That's good voltage. Verify grounds, you can use either a meter or test light for that. If power and grounds are good, module is bad. 

No idea if messing with aftermarket alarm could have somehow killed the module though, or if just coincidence. Might want to go back over whatever he did the last time he messed around and make sure he didn't short something or connect two things that he shouldn't have. It would suck to let the magic smoke out of a brand new module as soon as you plug it in.


----------



## MasterNele03 (May 27, 2008)

Anony00GT said:


> That's good voltage. Verify grounds, you can use either a meter or test light for that. If power and grounds are good, module is bad.
> 
> No idea if messing with aftermarket alarm could have somehow killed the module though, or if just coincidence. Might want to go back over whatever he did the last time he messed around and make sure he didn't short something or connect two things that he shouldn't have. It would suck to let the magic smoke out of a brand new module as soon as you plug it in.
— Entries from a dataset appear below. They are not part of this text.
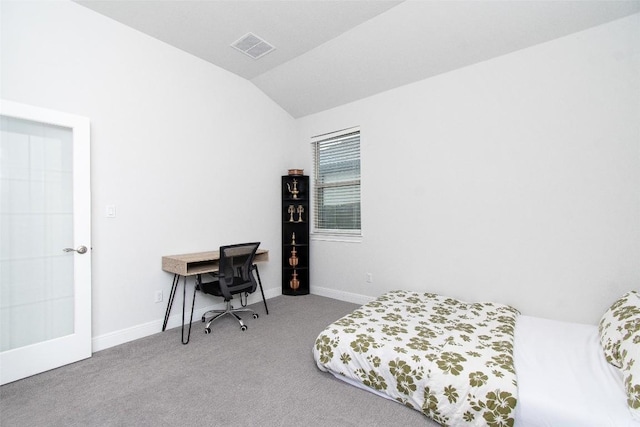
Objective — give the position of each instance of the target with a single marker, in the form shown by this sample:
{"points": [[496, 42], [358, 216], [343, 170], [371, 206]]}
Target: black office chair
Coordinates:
{"points": [[235, 277]]}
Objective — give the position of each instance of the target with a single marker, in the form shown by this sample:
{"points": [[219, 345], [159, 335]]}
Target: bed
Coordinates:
{"points": [[485, 364]]}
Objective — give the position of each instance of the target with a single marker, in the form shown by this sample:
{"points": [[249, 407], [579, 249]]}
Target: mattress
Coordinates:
{"points": [[564, 379]]}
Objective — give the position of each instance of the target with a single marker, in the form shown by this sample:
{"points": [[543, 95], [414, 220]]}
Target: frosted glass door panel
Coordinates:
{"points": [[36, 222]]}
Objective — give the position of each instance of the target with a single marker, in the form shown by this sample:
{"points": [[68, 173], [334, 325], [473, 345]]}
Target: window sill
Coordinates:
{"points": [[336, 237]]}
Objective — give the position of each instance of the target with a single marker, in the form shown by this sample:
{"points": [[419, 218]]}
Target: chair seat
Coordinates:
{"points": [[239, 285], [235, 276]]}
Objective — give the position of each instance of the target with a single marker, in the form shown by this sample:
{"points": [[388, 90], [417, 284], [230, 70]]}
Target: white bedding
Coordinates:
{"points": [[564, 379]]}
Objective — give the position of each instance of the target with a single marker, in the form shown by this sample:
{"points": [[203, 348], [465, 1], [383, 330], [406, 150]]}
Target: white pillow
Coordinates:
{"points": [[619, 322]]}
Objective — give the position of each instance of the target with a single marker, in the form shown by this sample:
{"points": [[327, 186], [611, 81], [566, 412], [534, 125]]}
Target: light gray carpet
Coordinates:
{"points": [[265, 376]]}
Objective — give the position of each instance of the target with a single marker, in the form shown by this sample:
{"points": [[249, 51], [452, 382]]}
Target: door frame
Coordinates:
{"points": [[29, 360]]}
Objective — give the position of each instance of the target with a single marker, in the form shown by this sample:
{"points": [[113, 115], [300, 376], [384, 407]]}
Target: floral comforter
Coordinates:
{"points": [[449, 359]]}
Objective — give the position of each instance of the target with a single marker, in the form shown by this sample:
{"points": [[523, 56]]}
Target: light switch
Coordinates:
{"points": [[111, 211]]}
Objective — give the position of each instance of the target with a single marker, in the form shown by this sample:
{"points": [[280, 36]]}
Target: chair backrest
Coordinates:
{"points": [[235, 271]]}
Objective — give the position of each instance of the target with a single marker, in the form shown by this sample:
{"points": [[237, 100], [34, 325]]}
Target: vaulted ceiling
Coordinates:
{"points": [[328, 53]]}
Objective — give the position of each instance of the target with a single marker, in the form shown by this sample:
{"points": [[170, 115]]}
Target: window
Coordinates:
{"points": [[336, 158]]}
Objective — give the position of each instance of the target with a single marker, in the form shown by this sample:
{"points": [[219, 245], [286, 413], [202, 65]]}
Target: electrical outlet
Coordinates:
{"points": [[158, 296]]}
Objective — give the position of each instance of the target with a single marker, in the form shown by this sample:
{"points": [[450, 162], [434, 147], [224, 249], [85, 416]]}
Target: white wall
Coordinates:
{"points": [[190, 154], [514, 180]]}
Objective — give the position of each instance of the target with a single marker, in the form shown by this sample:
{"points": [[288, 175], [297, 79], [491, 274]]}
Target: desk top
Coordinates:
{"points": [[200, 262]]}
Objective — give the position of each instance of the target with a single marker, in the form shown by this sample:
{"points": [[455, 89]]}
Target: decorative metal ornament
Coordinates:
{"points": [[294, 191], [293, 259], [294, 283]]}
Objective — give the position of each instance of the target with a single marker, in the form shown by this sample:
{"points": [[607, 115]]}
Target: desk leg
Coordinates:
{"points": [[255, 267], [184, 300], [172, 294]]}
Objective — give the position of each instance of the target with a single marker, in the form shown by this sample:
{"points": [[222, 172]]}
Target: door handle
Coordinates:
{"points": [[81, 250]]}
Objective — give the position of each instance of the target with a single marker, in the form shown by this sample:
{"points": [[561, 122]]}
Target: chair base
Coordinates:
{"points": [[230, 311]]}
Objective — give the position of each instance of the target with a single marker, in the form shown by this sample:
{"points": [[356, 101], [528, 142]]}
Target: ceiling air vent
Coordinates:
{"points": [[252, 45]]}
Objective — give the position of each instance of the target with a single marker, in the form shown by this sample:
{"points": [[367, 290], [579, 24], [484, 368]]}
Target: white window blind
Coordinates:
{"points": [[336, 158]]}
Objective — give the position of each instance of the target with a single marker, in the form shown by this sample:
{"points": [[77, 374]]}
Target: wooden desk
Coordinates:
{"points": [[196, 264], [200, 262]]}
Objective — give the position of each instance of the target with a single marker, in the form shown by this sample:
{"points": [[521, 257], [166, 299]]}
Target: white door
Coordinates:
{"points": [[45, 240]]}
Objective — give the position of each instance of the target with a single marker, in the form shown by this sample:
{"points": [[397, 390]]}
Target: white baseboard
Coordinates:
{"points": [[122, 336], [340, 295]]}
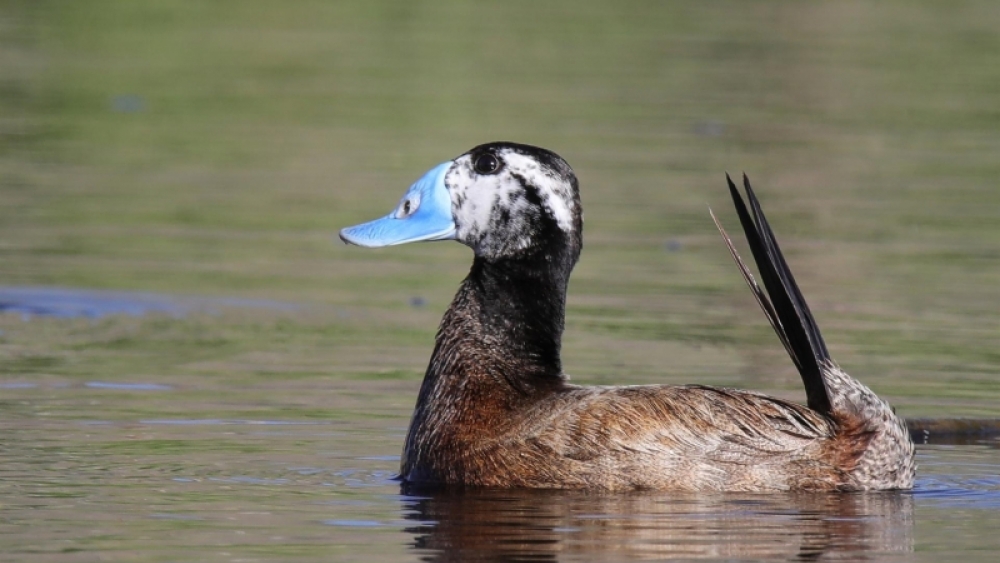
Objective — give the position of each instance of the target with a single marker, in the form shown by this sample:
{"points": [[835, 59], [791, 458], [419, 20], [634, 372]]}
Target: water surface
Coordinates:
{"points": [[213, 149]]}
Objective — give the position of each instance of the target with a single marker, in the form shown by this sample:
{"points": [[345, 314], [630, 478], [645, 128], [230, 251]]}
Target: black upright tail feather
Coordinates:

 Will do, thanks for the feedback. I have no idea if that could have fried the module either, I figured a fuse would have gone before that or that it would have fried something in the CAN-BUS system. 
Yeah that would suck to fry a new module, but I'll do a once over and verify the ground. Thanks, I'll updtae once I verify the gorunds work or and if a new module is on order and works.


----------



## heidiandmichael1 (Nov 24, 2012)

*abs prob.*

I had same problem and it turned out that my abs cable that plugs into fuse box it's a 4 wire plug, it had battery acid over it and was coroded and i cleaned it up and it was able to communicate


----------



## MasterNele03 (May 27, 2008)

heidiandmichael1 said:


> I had same problem and it turned out that my abs cable that plugs into fuse box it's a 4 wire plug, it had battery acid over it and was coroded and i cleaned it up and it was able to communicate


 I ended up ordering a used ABS module to replace the other one. Then I. as looking for a electrical diagram and it turns out that the car was missing multiple fuses so im surprised that the car was running ok with no faults other than a bulb out code for the aftermarket HID's. After I threw in the fuses that were missing I cleared the codes and it was allgood. Im still getting a bulb out code, but thats ok.


----------



## ERK575 (Sep 9, 2012)

MasterNele03 said:


> I ended up ordering a used ABS module to replace the other one. Then I. as looking for a electrical diagram and it turns out that the car was missing multiple fuses so im surprised that the car was running ok with no faults other than a bulb out code for the aftermarket HID's. After I threw in the fuses that were missing I cleared the codes and it was allgood. Im still getting a bulb out code, but thats ok.


Could you upload a pic of the new fuse box with all the fuses. I am having the same problem with the ABS module and I'm really hoping that a few fuses fix this problem. 

thanks!


----------